Monday, February 25, 2019

Together

February 25, 2019

How I ever managed to make it through high school algebra, geometry, and trigonometry I’ll never know. Today I can barely add and subtract, which is at times downright embarrassing, let lone inconvenient. Take music, for example. Though we are often moved by its beauty or whipped into action by its cadences, other than tonality and expressiveness, it is mathematics in one of its purest forms. An octave is a function of the sine curve; for example, high C is one half the wavelength of middle C. Each note has its own frequency. Music has a mathematic and scientific foundation. I can know all this, but it doesn’t really affect me directly.

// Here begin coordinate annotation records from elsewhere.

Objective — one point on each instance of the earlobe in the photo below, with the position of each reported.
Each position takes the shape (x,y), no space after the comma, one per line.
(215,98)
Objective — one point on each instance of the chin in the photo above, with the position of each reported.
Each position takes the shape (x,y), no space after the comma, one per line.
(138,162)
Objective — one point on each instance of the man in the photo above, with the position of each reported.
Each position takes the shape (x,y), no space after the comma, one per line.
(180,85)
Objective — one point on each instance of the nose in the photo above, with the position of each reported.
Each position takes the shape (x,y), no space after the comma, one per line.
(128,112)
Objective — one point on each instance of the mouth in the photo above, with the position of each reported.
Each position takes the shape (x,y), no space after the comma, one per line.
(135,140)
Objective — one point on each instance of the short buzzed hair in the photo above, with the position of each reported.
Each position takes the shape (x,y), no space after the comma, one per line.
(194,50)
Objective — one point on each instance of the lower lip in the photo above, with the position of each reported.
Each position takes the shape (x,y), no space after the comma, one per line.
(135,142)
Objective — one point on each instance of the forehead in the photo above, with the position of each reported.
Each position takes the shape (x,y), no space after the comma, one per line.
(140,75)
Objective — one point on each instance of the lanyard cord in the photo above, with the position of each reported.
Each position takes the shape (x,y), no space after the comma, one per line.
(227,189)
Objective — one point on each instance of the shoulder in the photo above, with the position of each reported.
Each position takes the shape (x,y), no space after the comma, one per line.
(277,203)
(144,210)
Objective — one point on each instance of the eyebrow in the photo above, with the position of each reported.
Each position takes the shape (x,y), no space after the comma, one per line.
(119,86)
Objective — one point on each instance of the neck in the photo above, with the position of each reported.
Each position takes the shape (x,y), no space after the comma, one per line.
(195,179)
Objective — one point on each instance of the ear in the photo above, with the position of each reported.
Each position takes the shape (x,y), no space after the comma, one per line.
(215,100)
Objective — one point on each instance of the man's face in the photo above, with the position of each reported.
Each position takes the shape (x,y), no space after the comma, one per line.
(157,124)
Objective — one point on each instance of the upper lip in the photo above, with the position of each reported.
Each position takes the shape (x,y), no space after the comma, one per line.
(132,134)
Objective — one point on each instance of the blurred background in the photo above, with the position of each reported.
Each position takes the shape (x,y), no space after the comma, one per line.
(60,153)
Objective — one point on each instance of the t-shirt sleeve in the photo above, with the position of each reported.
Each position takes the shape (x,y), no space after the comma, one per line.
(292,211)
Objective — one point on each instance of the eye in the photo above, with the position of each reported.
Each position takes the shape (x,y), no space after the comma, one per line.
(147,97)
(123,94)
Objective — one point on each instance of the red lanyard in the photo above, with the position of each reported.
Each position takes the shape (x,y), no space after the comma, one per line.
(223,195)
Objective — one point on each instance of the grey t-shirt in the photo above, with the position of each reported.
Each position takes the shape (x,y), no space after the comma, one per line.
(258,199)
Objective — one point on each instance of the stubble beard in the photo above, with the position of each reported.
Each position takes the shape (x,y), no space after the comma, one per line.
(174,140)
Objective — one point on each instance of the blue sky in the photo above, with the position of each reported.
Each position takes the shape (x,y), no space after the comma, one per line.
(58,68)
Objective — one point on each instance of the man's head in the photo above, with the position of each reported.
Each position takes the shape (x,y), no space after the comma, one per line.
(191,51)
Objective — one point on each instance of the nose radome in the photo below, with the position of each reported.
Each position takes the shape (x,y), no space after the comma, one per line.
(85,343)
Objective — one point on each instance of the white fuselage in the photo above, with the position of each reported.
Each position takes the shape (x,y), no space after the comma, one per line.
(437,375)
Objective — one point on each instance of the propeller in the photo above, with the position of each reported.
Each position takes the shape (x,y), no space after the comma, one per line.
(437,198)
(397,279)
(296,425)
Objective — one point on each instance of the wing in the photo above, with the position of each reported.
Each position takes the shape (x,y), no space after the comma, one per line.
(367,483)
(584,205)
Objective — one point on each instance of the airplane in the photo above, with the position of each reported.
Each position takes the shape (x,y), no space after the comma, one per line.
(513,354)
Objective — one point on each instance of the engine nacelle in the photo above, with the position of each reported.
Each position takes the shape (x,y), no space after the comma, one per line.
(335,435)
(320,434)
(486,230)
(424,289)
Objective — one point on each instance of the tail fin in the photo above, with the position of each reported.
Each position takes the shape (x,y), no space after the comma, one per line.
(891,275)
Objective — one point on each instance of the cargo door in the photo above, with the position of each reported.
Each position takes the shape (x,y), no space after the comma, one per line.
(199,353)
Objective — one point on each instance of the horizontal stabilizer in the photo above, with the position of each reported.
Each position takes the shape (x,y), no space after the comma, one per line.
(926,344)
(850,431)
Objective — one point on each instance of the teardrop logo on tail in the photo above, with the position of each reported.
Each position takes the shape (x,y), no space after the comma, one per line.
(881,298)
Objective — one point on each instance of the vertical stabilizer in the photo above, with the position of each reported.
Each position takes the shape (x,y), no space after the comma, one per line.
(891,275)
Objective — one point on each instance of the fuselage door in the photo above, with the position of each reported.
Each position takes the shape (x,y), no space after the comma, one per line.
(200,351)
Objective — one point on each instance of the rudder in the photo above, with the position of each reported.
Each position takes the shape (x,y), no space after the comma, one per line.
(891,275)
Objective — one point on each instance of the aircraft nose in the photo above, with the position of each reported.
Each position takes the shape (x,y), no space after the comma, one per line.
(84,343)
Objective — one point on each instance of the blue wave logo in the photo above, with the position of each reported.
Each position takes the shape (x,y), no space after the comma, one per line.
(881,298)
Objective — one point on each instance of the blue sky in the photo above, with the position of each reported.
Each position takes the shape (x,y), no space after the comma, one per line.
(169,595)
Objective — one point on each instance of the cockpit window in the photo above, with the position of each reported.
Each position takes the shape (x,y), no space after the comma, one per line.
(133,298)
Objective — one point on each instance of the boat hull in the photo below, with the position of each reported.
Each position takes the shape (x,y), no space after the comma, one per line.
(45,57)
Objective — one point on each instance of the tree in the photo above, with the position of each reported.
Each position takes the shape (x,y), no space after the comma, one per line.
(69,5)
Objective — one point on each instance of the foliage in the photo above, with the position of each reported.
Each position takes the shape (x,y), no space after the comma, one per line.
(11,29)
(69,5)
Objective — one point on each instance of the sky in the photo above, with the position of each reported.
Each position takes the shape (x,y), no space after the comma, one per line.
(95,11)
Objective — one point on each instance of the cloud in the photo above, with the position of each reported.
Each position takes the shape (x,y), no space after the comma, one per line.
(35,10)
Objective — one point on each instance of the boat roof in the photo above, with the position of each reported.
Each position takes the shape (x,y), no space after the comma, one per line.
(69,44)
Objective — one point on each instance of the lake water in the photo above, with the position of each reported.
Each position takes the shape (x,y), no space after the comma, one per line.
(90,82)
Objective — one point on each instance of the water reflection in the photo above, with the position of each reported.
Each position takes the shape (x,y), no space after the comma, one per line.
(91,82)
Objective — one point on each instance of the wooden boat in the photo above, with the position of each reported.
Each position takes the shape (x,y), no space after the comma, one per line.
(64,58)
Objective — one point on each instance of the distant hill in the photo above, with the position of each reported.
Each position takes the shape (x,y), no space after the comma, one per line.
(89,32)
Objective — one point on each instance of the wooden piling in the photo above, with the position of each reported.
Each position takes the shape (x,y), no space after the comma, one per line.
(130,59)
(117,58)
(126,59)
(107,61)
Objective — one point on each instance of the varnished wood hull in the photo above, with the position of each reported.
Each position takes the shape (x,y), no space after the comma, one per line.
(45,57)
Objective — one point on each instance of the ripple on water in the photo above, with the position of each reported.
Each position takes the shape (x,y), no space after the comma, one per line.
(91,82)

It’s in the playing of the music where the trouble starts for me. I’m OK with 4/4 time; it’s pretty straightforward—each quarter note is one beat, four beats to a measure. 3/4 time, same thing, only three beats to the measure (think waltz). In 4/4 time, an eighth note gets half a beat, a dotted eighth three quarters of a beat. By this time, I’m in over my head, trying to count out rhythms that have a variety of combinations of quarter, dotted quarter, eighth, dotted eighth, etc. When a few of these carry over from one measure to another, my boat has already begun sinking, and if the composer throws in a cut time, you can look for me at the bottom of the lake. All this to say I am living proof that one doesn’t have to be good at music to appreciate it. But one does have to be good to actually play it in front of an audience. 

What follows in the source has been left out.